Matteo Fortier
The goal of this project was to produce a regression model that can best interpret a relationship for overall satisfaction and a model that can best predict overall satisfaction. The purpose of the analysis was to provide universities aspects of a course which can be focused on to improve overall satisfaction. Data from discoveruni.org was web scrapped to allow exploration of these relationships. SKLearn libraries were used to explore the different regression models that could be used. Results were visualised using matplotlib and seaborn.
Universities (in the UK) receive a lot of per course feedback from students via the national student survey, along with an overall satisfaction score for the course. These scores are also publicly available through various websites that help prospecting students choose the universities they want to study at. Consequently, universities have an icentive to keep those overall satisfaction scores high. It is unlikely however, that many universities are able to improve all aspects of a course all at once. Thus it is valuable to model which aspects of a course impacts the overall score the most.
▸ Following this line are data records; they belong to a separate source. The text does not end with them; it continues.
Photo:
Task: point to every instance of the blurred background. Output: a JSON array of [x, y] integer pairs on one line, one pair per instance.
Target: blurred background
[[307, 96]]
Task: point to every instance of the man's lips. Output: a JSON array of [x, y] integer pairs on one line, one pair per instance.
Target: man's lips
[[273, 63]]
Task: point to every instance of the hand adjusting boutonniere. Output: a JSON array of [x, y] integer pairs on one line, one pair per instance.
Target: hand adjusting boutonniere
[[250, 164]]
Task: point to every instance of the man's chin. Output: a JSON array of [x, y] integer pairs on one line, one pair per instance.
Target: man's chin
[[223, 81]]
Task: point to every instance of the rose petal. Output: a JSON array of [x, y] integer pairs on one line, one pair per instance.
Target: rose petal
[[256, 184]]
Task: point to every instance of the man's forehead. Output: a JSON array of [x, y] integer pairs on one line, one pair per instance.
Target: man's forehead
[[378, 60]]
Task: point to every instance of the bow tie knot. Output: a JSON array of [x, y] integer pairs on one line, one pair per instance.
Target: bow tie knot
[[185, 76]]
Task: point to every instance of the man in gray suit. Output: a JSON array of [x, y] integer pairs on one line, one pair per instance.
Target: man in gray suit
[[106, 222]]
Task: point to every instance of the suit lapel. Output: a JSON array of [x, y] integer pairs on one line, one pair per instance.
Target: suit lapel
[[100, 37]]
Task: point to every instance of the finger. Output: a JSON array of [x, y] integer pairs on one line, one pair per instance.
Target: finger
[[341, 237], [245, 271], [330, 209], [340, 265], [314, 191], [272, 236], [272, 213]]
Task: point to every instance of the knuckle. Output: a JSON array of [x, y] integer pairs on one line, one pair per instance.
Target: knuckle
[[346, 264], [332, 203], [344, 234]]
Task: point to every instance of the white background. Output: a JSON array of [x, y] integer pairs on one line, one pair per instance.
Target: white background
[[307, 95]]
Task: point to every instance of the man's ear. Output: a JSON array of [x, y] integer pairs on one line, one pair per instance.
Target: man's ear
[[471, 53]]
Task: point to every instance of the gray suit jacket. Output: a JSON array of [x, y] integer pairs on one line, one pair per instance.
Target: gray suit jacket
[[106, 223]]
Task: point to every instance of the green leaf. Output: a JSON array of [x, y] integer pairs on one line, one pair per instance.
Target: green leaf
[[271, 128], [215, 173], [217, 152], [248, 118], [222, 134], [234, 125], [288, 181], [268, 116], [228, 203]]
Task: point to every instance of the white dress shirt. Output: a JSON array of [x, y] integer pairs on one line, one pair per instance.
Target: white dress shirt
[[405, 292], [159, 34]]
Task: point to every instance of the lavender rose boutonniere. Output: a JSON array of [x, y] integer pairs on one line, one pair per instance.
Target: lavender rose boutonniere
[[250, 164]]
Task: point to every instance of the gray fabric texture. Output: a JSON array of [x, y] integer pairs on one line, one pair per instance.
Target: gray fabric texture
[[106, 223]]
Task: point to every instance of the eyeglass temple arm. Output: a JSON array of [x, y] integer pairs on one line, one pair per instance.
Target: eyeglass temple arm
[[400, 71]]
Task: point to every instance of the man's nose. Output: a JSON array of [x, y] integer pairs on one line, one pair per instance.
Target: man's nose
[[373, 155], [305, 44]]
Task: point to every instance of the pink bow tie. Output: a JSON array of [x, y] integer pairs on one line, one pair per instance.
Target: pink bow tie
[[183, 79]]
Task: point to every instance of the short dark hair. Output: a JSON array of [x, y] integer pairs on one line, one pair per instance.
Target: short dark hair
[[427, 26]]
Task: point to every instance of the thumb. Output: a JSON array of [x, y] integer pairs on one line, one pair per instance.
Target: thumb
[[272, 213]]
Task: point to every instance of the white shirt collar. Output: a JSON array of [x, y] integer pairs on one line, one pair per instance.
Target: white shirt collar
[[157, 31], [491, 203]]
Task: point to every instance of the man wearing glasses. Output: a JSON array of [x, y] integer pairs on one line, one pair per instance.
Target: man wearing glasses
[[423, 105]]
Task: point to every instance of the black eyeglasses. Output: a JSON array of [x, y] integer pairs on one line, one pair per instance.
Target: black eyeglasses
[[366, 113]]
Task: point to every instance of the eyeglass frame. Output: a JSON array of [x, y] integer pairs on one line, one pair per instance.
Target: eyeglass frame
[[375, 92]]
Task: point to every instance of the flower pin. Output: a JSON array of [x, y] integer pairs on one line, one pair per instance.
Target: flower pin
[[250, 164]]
The project scraped 1 dataset from discoveruni.org. The dataset included data from 442 universities (course providers) and 35219 courses, some courses having multiple subjects. This resulted in 47,000 rows of data for analysis and modeling. The dataset had 38 feature variables along with the target variable. The feature variables were primarily numeric with some being categorical. However after exploration none of the categorical features were used, even after feature engineering was conducted on them. The dataset was not optimal in certain regards. Namely, the distribution of the target data was centred towards higher values. Hence, models performed better towards higher value targets.
SKLearn linear models were explored including linear regression, lasso regression and ridge regression. Standard scaler was used for the regularization models. Feature engineering was also conducted to explore how to best model the target variable. This included categorical feature manipulation and feature interactions. However no categorical features were included in the final models. Train test split was used to empirically test the models against a test set. R2 and MAE were the main metrics used to compare models. These metrics were also used in feature selection along with pairplots and correlation analysis.
Selenium was initially used to scrape the HREFS of all courses from 23 dynamic pages. BeautifulSoup was then used to scrape the course pages. The data was iteratively saved onto a SQLite database and SQLAlchemy was used to ingest the data for EDA and Regression. Pandas and SKLearn were used for the EDA and regression modeling. Finally results were visualised using matplotlib and seaborn.
The project used google slides for the presentation and the previously mentioned visualisation libraries for the visuals.